A dedicated landing page per campaign. Your homepage serves everyone and links everywhere, which is exactly wrong for paid traffic. When you run a Google or Instagram ad for one offer, send it to a focused page that mirrors that promise, with one offer, one action, and no navigation to wander off into. This is a separate page from your service pages, built per campaign. See lead generation landing pages for the UAE and the landing page checklist for lead generation for what belongs on one.
A real proof page. A portfolio or case-studies page is where a cautious UAE buyer decides you are worth contacting. Named results from businesses like theirs beat any amount of "we deliver excellence" copy. Structure it so each project shows the problem, what you did, and the outcome: case studies that convert UAE business websites covers the format.
Put a next step on every page, then count it
A page without an obvious next step is a dead end. Every page on the site, not just the contact page, should tell the visitor what to do next: message on WhatsApp, call, get a quote, or read the case study that answers their doubt.
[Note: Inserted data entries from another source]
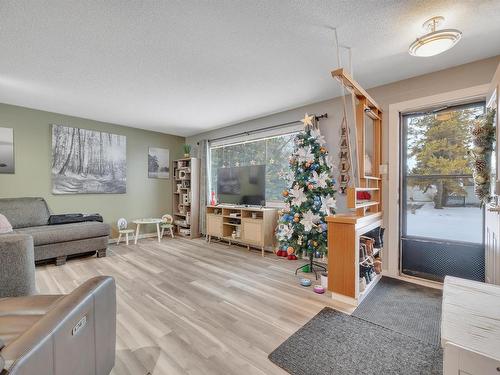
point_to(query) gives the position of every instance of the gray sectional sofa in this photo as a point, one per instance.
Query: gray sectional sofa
(30, 216)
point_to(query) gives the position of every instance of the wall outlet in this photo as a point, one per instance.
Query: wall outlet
(383, 168)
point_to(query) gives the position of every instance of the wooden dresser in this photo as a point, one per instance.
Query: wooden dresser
(253, 227)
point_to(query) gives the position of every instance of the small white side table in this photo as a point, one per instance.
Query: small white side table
(140, 222)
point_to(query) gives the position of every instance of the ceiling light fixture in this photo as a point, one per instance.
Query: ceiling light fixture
(435, 41)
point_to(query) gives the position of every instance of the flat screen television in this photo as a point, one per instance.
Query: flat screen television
(242, 185)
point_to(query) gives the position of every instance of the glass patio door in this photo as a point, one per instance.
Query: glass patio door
(442, 224)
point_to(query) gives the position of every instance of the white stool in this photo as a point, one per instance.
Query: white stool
(122, 230)
(167, 223)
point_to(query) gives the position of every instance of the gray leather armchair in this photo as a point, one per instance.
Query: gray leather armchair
(53, 334)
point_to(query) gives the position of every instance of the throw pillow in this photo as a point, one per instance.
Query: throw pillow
(5, 226)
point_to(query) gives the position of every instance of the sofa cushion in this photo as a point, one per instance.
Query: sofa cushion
(25, 212)
(18, 314)
(48, 234)
(5, 226)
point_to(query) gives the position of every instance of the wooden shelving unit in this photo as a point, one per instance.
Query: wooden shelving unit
(186, 202)
(368, 120)
(365, 201)
(344, 232)
(253, 227)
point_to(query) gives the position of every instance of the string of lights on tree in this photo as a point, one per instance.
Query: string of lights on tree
(310, 198)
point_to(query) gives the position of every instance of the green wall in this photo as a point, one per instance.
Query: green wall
(145, 197)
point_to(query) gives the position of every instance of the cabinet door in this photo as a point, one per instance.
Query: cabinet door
(214, 225)
(252, 231)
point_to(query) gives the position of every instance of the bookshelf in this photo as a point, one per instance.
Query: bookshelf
(186, 202)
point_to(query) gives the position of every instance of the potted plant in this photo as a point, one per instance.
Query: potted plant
(187, 150)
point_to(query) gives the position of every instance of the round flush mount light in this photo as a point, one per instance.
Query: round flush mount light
(435, 41)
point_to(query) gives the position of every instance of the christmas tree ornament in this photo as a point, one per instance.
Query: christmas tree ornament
(305, 282)
(307, 120)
A visitor who finishes your about page ready to act should never have to hunt the menu for how to reach you.
Match the action to the page. A service page ends with "get a quote for this". A blog post ends with a link to the relevant service. The contact page keeps every low-friction option in reach: click-to-call, WhatsApp, and a short form.
Then measure whether the pages actually produce enquiries. Track form submits, WhatsApp taps, and calls as separate events so you can see which pages pull their weight and which are just filler; GA4 lead tracking for UAE websites shows the setup. If good pages still get traffic but no enquiries, the fix is on the page, not in more pages, which is the whole point of why business websites don't get enquiries.
Related resources
FAQs
Questions readers usually ask next
These FAQs are written to match the topic of this post and to help readers move from understanding to action.
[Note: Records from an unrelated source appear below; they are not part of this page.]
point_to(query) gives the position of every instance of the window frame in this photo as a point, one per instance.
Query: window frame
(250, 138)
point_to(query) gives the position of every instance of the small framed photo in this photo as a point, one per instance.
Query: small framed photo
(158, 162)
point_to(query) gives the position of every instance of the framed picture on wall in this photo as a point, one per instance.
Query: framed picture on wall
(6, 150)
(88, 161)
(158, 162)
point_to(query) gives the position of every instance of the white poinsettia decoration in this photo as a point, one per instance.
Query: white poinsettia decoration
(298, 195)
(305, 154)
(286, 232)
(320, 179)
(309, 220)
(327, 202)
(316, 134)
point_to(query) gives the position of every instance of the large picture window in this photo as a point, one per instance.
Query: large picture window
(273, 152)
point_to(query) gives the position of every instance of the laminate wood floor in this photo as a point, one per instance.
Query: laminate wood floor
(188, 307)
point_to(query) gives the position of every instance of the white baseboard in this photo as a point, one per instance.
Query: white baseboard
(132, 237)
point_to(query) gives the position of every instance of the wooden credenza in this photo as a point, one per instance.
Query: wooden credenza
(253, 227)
What pages does every business website need?
At minimum: a homepage, an about page, services or product pages, a contact page, and legal pages (privacy policy and terms). Testimonials, an FAQ, and a blog strongly support trust and rankings on top of those.
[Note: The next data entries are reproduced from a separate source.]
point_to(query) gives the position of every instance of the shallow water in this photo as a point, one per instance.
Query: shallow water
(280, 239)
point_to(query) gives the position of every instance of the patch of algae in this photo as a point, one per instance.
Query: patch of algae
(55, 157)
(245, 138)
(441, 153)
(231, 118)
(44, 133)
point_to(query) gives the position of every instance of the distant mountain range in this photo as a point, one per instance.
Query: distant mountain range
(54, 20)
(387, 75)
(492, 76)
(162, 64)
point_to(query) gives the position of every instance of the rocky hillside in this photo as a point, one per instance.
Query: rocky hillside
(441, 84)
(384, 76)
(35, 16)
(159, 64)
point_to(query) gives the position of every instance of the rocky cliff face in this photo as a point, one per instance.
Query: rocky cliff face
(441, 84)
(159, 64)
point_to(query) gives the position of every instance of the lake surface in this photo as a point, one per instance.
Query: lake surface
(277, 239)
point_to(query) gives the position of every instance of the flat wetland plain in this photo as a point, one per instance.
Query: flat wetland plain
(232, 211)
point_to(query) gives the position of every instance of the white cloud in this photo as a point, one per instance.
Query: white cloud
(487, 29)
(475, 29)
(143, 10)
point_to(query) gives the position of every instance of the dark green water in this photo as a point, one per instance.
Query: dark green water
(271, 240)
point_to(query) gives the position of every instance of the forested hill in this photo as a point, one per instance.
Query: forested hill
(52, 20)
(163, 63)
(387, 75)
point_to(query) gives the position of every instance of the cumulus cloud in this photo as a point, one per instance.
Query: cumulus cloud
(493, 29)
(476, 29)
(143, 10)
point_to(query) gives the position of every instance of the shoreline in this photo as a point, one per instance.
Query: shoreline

How many pages should a small business website have?
Most do well with 5 to 10 strong pages to start. Clarity matters more than quantity; a few well-built pages beat many thin ones. You can add service, location, and blog pages as you grow.
Should each service have its own page?
Yes. A dedicated page per main service is clearer for visitors and better for SEO, since each page can target its own keyword. Cramming all services onto one page weakens both conversion and rankings.
Do I need a privacy policy on my UAE website?
If you collect any personal data through forms or ecommerce, yes. A privacy policy explains how you handle data, supports UAE data protection expectations, and builds visitor trust.
What UAE-specific pages should I add?
Location or service-area pages for local search, an Arabic version with right-to-left layout if your audience is Arabic-speaking, and optionally a transparent pricing page. These improve local visibility and trust.
Do I need a dedicated landing page separate from my service pages?
For paid ads, yes. A landing page mirrors one specific ad promise, removes navigation, and keeps the visitor on one action, which a general service page or homepage does not. Build one per campaign rather than sending ad traffic to a page that serves everyone.
Which page brings in the most enquiries?
Usually the pages closest to the decision: a focused service page, a proof or case-studies page, and a clear contact page working together. The homepage sets up trust, but buyers convert once a specific page answers their doubt and shows an obvious next step.
Should every page have a call to action?
Yes. Each page should tell the visitor what to do next, matched to that page's purpose, whether that is get a quote, message on WhatsApp, or read a relevant case study. Pages that dead-end with no next step quietly lose enquiries you already earned.